The house is too quiet.
That’s the first thing you notice. No music, no laughter, no sound except the low hum of the AC and the uneven rhythm of Rafe Cameron’s pacing.
He’s in the living room, still in his dress shirt sleeves rolled, collar open, that vein in his neck pulsing like a warning. There’s a shattered glass on the counter. A single droplet of whiskey creeping toward the edge.
“Don’t,” he says the second you step inside. The word cracks sharp. He won’t even look at you. “Don’t start with the ‘it’s fine, Rafe’ shit. It’s not fine.”
You stay silent, crossing the room anyway.
His jaw flexes. “You don’t listen,” he mutters, voice trembling with heat he doesn’t want to feel. “You never..”

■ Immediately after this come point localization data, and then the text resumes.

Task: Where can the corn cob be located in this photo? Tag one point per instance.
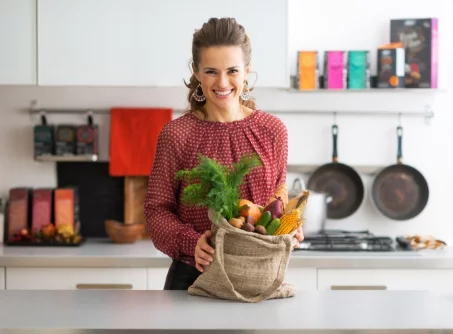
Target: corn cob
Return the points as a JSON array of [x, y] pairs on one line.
[[289, 222], [297, 202]]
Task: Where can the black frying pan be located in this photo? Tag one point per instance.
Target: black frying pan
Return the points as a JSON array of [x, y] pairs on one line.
[[341, 182], [399, 191]]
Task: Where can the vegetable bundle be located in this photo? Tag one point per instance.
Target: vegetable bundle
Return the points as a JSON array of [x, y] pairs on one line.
[[217, 187]]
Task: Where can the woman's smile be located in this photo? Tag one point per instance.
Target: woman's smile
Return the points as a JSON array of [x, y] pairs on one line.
[[223, 94]]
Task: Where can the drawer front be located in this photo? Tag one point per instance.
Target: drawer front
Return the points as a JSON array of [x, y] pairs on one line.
[[156, 278], [75, 278], [302, 278], [2, 278], [385, 279]]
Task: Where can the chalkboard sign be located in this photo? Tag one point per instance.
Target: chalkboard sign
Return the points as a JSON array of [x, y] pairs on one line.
[[101, 195]]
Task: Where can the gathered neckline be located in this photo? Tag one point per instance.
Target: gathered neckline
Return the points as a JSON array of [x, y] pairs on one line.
[[240, 122]]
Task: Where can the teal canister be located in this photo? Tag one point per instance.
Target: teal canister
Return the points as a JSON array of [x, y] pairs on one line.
[[358, 70]]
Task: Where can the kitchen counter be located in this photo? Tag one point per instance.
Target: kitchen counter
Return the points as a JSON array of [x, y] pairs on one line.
[[104, 253], [176, 311]]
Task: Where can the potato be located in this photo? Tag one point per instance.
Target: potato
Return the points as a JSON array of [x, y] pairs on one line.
[[236, 222], [248, 227], [250, 220], [260, 229]]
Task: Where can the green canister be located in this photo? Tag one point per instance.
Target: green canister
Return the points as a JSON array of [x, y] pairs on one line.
[[358, 70]]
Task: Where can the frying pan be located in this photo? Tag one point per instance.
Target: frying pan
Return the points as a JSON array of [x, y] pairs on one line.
[[341, 182], [400, 191]]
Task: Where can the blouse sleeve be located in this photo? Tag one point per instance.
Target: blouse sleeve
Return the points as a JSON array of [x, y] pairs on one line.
[[281, 143], [167, 232]]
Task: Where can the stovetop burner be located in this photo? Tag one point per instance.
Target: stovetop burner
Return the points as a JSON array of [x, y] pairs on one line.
[[338, 240]]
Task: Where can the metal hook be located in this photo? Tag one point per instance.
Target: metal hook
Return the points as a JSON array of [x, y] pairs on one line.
[[90, 117], [42, 114], [428, 115]]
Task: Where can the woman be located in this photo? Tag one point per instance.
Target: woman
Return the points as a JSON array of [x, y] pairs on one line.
[[222, 123]]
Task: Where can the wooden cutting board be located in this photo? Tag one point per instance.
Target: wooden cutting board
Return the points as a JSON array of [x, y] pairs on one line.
[[135, 188]]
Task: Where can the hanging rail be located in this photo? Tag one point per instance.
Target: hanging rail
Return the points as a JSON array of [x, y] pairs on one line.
[[427, 113]]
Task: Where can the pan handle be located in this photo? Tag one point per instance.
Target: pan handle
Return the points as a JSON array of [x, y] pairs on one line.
[[399, 132], [335, 141]]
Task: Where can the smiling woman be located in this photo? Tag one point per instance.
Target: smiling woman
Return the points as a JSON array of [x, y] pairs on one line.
[[221, 52], [222, 123]]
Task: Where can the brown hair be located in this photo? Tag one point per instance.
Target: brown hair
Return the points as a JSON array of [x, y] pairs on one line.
[[217, 32]]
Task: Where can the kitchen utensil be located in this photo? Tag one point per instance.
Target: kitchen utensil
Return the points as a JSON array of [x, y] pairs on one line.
[[43, 138], [87, 138], [123, 233], [400, 191], [339, 181], [315, 212], [65, 140]]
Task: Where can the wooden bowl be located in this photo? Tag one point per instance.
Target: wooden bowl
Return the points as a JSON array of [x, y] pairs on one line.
[[123, 233]]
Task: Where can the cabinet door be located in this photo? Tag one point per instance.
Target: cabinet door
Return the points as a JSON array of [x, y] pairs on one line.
[[148, 42], [2, 278], [385, 279], [17, 42], [75, 278], [103, 42], [156, 278], [302, 278]]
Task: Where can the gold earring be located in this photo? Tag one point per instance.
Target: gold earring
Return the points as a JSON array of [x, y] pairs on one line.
[[245, 96]]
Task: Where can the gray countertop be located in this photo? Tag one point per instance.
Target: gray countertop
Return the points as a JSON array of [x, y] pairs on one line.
[[104, 253], [330, 311]]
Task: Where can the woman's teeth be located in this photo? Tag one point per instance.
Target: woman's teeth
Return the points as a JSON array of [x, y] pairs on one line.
[[223, 92]]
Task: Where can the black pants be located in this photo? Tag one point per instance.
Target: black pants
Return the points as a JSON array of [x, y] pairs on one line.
[[180, 276]]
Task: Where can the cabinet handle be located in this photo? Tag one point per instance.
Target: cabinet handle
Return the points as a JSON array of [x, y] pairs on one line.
[[358, 287], [97, 286]]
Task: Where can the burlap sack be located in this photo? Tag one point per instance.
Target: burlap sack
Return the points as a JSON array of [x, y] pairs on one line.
[[247, 266]]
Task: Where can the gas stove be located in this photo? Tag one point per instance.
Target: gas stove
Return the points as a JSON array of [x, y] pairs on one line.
[[340, 241]]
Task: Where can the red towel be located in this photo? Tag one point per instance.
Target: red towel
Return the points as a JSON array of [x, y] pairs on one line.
[[133, 139]]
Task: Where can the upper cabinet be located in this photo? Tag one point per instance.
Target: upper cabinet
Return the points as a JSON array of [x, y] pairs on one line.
[[17, 42], [148, 42]]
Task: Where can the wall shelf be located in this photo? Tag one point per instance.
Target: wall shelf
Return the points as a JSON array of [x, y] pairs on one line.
[[423, 91], [66, 158], [310, 168]]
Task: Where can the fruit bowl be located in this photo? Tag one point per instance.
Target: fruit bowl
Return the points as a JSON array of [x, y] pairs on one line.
[[123, 233]]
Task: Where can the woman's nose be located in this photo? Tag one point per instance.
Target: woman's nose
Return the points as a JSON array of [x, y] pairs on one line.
[[223, 81]]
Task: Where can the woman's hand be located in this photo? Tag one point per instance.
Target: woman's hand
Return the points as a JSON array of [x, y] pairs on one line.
[[298, 237], [203, 251]]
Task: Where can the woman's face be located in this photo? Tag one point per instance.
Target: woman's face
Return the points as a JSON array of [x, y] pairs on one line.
[[222, 73]]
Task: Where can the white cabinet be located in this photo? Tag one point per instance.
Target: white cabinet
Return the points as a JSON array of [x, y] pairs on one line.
[[2, 278], [75, 278], [302, 278], [156, 278], [386, 279], [148, 42], [17, 42]]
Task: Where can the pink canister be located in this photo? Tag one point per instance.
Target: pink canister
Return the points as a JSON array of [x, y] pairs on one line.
[[335, 70]]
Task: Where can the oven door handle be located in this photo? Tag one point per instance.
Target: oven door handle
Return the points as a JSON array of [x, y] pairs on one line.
[[358, 287]]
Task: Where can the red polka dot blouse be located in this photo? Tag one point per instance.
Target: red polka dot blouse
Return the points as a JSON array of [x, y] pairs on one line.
[[174, 227]]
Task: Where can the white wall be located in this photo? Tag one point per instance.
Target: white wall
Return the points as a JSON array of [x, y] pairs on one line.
[[362, 140]]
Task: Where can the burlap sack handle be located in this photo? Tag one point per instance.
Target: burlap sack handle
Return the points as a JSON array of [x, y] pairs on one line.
[[219, 241]]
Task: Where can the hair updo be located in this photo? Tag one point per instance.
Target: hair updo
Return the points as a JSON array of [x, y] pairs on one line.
[[217, 32]]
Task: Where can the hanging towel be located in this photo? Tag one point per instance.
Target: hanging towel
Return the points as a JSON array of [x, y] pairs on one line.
[[133, 139]]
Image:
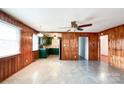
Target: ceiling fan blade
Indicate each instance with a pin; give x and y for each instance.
(85, 25)
(80, 29)
(64, 27)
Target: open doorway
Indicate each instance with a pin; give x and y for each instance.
(104, 48)
(83, 48)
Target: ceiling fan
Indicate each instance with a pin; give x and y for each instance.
(75, 26)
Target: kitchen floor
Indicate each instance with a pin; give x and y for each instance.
(55, 71)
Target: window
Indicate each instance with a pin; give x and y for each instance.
(9, 39)
(35, 42)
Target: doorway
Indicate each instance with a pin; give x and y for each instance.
(83, 50)
(104, 48)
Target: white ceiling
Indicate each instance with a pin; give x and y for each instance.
(52, 19)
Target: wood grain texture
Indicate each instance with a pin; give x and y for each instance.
(10, 65)
(70, 45)
(116, 46)
(35, 55)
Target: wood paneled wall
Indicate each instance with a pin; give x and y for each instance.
(70, 45)
(35, 55)
(116, 46)
(10, 65)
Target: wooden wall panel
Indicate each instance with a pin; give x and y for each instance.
(35, 55)
(70, 45)
(10, 65)
(116, 46)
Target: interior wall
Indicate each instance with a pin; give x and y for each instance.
(104, 45)
(86, 48)
(116, 46)
(12, 64)
(70, 45)
(55, 40)
(83, 47)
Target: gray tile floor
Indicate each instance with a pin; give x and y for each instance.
(54, 71)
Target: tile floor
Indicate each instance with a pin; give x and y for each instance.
(54, 71)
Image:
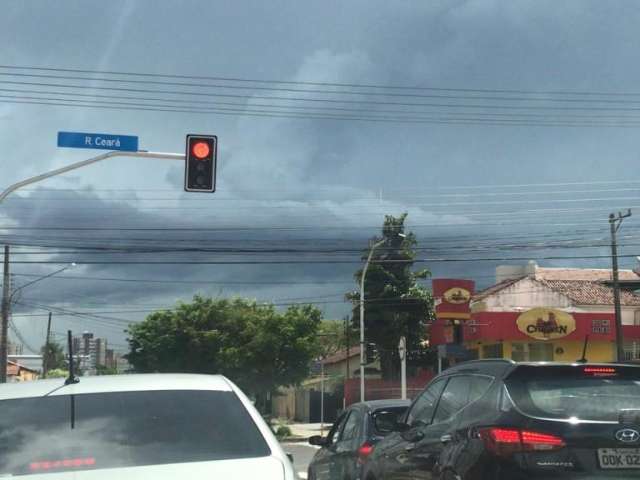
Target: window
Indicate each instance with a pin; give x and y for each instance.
(532, 352)
(519, 352)
(564, 392)
(334, 433)
(125, 429)
(492, 351)
(478, 386)
(352, 427)
(541, 352)
(454, 398)
(422, 409)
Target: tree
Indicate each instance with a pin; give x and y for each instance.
(54, 356)
(395, 304)
(254, 345)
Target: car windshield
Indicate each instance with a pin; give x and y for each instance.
(574, 395)
(126, 429)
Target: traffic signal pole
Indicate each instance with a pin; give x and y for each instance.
(6, 292)
(85, 163)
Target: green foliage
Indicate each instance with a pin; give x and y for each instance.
(58, 373)
(395, 304)
(54, 356)
(254, 345)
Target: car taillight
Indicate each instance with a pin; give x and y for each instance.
(507, 441)
(600, 371)
(364, 451)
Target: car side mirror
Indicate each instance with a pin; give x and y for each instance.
(318, 441)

You cut him off by getting close too close. Close enough to smell the bourbon on his breath, close enough to see the flicker of confusion in his eyes.
“Rafe.”
He freezes. His chest rises hard against yours. For a second, it feels like the air itself might shatter. Then
He leans forward until his forehead presses against yours. The breath leaves him in one rough exhale. His voice drops so low it’s barely sound anymore.

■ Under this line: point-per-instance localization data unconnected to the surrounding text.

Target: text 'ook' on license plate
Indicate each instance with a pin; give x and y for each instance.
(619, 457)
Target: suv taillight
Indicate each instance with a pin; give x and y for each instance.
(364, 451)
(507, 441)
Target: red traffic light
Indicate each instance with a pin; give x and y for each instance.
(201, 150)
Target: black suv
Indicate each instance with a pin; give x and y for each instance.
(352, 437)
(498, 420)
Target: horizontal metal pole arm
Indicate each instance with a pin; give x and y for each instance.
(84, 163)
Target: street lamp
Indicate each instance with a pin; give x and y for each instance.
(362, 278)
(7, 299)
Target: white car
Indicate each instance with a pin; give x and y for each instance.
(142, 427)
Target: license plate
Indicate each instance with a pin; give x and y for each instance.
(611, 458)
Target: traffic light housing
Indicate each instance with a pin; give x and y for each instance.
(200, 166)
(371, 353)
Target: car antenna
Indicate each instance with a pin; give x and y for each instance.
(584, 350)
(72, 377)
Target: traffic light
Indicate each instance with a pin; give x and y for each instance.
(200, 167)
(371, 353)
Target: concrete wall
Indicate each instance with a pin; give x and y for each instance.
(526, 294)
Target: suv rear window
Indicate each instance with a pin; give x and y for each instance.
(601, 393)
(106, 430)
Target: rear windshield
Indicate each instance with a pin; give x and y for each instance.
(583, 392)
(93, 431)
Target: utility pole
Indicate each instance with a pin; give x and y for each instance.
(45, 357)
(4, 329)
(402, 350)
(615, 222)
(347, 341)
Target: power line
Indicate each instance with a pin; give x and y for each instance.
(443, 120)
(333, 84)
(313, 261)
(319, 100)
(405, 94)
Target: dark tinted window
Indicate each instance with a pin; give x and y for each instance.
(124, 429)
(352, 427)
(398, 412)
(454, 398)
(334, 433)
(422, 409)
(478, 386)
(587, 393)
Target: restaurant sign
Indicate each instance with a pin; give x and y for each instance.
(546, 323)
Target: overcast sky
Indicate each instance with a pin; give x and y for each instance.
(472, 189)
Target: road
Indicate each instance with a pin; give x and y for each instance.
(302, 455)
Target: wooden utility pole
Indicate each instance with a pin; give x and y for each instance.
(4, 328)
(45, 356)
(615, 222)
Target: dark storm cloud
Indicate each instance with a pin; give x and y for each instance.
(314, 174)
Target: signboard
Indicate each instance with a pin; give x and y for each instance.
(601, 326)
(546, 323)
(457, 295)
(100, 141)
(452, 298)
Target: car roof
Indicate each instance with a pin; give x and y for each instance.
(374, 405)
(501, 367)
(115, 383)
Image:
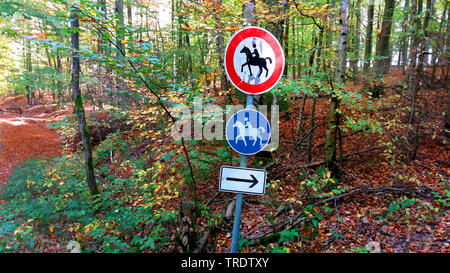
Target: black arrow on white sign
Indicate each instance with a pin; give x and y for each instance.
(254, 181)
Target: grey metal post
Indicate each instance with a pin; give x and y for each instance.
(238, 208)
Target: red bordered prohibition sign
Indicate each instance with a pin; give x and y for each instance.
(245, 77)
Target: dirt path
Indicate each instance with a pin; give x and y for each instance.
(24, 136)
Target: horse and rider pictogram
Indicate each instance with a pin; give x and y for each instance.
(254, 60)
(248, 131)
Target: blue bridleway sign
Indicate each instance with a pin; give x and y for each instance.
(248, 131)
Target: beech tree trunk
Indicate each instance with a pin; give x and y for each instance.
(333, 116)
(368, 46)
(382, 49)
(78, 103)
(120, 31)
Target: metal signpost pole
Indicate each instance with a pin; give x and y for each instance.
(238, 208)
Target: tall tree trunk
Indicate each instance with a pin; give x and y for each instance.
(356, 40)
(60, 83)
(369, 33)
(216, 5)
(382, 49)
(405, 41)
(424, 40)
(78, 103)
(333, 116)
(120, 28)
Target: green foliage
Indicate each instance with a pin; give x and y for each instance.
(123, 219)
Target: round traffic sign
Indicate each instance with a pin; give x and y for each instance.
(254, 60)
(248, 131)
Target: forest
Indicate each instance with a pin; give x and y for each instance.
(113, 126)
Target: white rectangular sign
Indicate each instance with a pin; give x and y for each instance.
(242, 180)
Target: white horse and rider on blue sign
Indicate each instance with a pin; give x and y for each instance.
(248, 131)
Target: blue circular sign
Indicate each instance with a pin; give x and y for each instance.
(248, 131)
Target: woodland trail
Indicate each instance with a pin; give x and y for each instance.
(24, 135)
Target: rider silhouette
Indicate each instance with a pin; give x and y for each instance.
(247, 125)
(255, 53)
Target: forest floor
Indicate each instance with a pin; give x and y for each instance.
(24, 135)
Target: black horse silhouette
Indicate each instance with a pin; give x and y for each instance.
(256, 61)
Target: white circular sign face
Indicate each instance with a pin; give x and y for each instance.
(254, 60)
(254, 72)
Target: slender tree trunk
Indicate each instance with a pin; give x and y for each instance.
(78, 103)
(333, 117)
(424, 42)
(120, 27)
(382, 49)
(60, 83)
(405, 42)
(216, 4)
(437, 49)
(356, 41)
(369, 32)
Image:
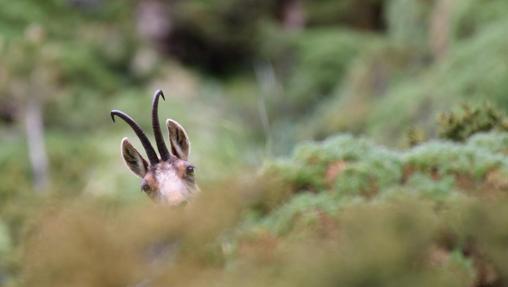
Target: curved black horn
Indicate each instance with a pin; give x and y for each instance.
(150, 152)
(159, 139)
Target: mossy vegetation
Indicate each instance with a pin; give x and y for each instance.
(336, 143)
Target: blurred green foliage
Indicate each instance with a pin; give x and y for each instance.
(249, 83)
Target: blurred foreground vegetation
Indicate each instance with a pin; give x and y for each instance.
(351, 143)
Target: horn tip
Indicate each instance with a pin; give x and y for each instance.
(160, 93)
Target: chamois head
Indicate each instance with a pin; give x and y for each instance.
(170, 179)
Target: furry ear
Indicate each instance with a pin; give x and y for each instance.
(179, 141)
(133, 159)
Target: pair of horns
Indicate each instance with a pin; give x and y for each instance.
(159, 139)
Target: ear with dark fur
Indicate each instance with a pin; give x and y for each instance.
(179, 141)
(133, 159)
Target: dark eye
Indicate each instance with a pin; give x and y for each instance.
(189, 170)
(145, 187)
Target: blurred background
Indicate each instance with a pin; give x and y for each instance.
(381, 80)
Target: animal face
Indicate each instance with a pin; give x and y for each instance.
(170, 178)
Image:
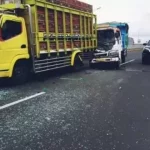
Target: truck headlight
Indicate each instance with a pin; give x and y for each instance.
(114, 53)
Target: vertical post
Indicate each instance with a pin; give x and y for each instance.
(85, 32)
(71, 22)
(56, 31)
(64, 28)
(36, 32)
(95, 32)
(47, 28)
(81, 32)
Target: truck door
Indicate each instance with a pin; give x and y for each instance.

“Can’t yell when you’re that close,” he murmurs.
You feel it when his anger falters the twitch in his jaw, the soft shake of his hand where it grips your hip, the way his nose brushes yours like he’s grounding himself in the smallest pieces of you.
“Jesus Christ,” he whispers, closing his eyes. “You make it real hard to stay mad.”

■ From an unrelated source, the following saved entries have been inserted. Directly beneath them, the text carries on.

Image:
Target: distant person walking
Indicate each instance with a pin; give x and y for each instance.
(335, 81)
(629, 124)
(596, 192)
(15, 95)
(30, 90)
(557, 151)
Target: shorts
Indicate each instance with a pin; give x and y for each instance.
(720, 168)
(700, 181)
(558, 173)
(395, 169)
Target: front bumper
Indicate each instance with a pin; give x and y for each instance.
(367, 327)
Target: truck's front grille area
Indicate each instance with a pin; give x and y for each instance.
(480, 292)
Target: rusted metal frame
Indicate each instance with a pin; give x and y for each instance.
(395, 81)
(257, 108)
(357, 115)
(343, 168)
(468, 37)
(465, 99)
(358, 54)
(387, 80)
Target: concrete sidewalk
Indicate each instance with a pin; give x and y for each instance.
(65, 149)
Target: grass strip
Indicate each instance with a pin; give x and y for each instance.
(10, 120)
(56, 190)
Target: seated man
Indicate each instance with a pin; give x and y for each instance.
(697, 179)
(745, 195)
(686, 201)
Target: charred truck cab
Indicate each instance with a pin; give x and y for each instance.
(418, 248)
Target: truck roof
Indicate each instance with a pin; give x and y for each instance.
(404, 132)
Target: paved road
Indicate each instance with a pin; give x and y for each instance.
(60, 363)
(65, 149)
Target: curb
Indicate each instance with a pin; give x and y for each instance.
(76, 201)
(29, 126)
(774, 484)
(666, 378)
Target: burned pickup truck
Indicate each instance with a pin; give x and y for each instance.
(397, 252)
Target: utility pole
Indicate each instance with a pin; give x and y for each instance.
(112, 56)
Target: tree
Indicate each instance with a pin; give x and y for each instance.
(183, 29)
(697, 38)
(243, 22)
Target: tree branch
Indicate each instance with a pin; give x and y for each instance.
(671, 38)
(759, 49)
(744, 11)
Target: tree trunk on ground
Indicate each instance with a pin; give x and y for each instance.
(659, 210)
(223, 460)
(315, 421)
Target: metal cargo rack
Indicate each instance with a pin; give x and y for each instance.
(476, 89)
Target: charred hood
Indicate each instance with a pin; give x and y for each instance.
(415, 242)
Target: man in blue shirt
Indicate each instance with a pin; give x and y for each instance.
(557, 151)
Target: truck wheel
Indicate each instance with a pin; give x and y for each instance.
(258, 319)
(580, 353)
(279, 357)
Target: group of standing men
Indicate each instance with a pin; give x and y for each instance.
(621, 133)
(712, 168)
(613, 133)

His thumb slides along your jaw. He’s still breathing heavy, still trying to swallow the rage that’s already gone cold against the warmth of your skin.
“Next time,” he says quietly, “just don’t walk away. Don’t make me find you like this.”
He opens his eyes, and for a second, he doesn’t look like Rafe Cameron not the Kook prince, not the storm, not the boy who burns everything he touches. He just looks tired. Human.
And when he says your name next, it sounds like an apology he doesn’t know how to give.